In this study, 5 V. anguillarum isolates were recovered from moribund gilt-head sea bream samples and characterized. They were initially identified depending on their phenotypic and biochemical traits. In this study V. anguillarum isolates formed nearly a homogenous biochemical profile in routine tests but 4 different API 20E profiles were detected. Three isolates made strong agglutination against the antibodies raised against V. anguillarum serotype 01. Other two isolates did not made any agglutination against antibodies raised against the serotype O1, O2 and O3 of this species in any of the three repeats of the test. All field isolates generated similar protein profiles both in whole-cell protein and outer membrane
protein SDS-PAGE analysis. The major outer membrane protein was detected to be 41 kDa in serotype O1 and 38 kDa in serotype O2. The isolates which were negative in slide agglutination test generated similar protein profiles with serotype O1. Hence, the serotype of the isolates which were negative on slide agglutination could be determined by using SDSPAGE. All V. anguillarum isolates used in this study produced a unique, clear 519 bp length band in rpoN-PCR and this result is a molecular confirmation of the bacteriological, serological and immunochemical identification. They showed a slight heterogeneity in REP-PCR analysis and generated 2 different profiles with a difference in one band.

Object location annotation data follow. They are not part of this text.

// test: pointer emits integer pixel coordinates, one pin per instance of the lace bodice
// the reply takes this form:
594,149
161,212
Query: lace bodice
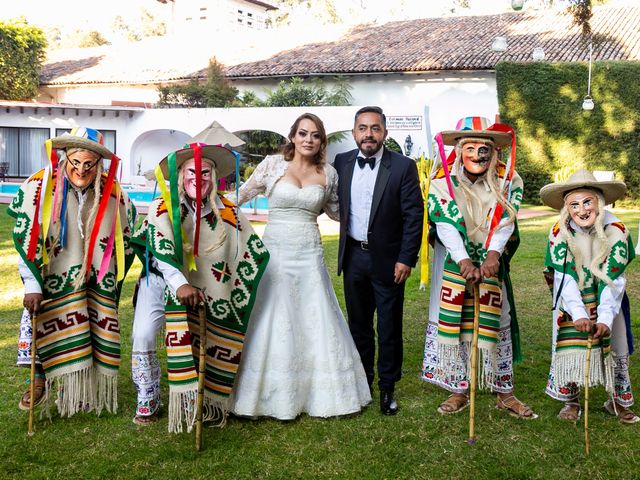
291,201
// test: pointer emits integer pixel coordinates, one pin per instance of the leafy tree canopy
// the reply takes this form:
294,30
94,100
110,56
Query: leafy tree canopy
22,52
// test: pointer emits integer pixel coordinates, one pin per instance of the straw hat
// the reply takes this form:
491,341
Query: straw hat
223,159
216,143
85,138
475,127
216,134
553,194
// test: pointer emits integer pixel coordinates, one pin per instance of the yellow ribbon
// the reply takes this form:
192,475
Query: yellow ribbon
425,166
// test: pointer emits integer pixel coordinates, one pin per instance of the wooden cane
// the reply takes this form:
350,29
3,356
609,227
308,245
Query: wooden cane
32,384
474,364
201,371
586,394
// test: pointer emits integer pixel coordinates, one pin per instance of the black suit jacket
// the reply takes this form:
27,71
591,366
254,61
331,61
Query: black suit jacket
397,209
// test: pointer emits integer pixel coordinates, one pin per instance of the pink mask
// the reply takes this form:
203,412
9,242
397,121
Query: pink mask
189,178
583,207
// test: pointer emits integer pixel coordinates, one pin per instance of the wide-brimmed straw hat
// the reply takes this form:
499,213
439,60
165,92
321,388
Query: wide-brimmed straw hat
475,127
85,138
553,194
215,143
216,134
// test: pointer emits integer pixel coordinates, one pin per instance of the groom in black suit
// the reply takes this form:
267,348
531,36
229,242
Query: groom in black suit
381,212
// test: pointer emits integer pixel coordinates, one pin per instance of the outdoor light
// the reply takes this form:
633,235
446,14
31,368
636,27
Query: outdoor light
538,54
499,44
587,103
517,4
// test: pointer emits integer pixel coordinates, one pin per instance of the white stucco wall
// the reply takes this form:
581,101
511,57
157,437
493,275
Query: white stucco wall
450,96
145,136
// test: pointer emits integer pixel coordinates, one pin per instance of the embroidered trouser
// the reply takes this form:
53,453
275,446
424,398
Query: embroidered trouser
147,323
501,368
622,384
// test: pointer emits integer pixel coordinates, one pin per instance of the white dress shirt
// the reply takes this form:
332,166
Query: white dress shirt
362,184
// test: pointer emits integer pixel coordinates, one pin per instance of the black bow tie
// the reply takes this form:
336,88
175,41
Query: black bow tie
371,161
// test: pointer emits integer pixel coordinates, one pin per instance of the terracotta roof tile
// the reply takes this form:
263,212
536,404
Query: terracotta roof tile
430,44
456,43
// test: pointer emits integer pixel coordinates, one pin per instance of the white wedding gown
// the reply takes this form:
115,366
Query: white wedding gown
299,356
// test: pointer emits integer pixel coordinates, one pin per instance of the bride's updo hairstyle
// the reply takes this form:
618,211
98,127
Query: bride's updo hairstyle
289,149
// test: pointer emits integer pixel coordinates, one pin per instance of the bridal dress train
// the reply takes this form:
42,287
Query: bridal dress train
299,356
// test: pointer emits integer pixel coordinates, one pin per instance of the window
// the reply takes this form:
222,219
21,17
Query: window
21,148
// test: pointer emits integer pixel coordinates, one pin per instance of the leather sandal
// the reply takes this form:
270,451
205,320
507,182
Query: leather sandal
625,415
39,391
145,420
570,412
454,404
515,408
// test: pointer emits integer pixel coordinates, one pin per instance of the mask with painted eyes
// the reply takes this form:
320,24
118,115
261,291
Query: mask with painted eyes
81,167
476,157
583,207
189,178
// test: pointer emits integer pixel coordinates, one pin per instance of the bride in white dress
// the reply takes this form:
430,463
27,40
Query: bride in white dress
299,356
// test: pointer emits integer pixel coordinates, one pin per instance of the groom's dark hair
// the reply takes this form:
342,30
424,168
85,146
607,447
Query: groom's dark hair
371,109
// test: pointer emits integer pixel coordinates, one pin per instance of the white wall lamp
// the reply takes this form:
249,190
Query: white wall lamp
587,103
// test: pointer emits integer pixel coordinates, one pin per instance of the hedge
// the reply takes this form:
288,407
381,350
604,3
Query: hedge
543,102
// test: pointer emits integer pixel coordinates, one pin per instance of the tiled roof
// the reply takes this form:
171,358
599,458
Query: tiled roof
456,43
430,44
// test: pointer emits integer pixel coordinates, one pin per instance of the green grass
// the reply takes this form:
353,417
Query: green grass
416,443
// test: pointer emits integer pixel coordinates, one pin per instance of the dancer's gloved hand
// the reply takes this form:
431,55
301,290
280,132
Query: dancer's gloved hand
600,330
491,264
469,271
189,296
32,302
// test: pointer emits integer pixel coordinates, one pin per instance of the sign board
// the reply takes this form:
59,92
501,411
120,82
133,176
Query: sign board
404,122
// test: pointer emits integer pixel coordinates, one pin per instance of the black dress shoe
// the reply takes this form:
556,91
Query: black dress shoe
388,405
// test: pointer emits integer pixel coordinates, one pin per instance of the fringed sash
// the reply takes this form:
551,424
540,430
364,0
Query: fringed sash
78,334
229,282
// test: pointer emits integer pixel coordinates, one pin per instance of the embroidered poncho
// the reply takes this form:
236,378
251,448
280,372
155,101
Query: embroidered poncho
229,266
78,331
455,323
569,357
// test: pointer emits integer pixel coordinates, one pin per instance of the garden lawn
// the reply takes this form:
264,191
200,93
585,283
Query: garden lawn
416,443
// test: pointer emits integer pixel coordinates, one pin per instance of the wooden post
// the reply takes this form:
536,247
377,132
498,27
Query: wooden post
586,394
473,377
32,377
201,372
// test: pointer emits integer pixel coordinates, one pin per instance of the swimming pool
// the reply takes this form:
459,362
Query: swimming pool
141,196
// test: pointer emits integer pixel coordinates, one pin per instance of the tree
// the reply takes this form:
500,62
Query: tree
22,52
216,91
294,93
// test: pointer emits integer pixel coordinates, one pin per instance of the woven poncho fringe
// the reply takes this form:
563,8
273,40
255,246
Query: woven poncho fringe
455,326
78,334
228,269
570,351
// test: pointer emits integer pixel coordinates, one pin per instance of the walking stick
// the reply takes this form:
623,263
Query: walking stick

In this study, V. anguillarum infections in cultured gilt-head sea bream were detected and the pathogen was characterized by using biochemical, immunochemical and molecular methods. Slight variations in the biochemical properties of the isolates recovered from different areas of Turkey. Also it was determined that SDS-PAGE can be used as a supplementary method for the identification of the serotype of this pathogen. The success of the molecular methods for the identification and characterization was also determined. In conclusion, the results of this study shows that despite an intense vaccination programme, V. anguillarum is still among the major pathogens of gilthead sea bream cultured in Turkey and detailed studies should be carried out for the characterization of this pathogen for the generation of better protection strategies.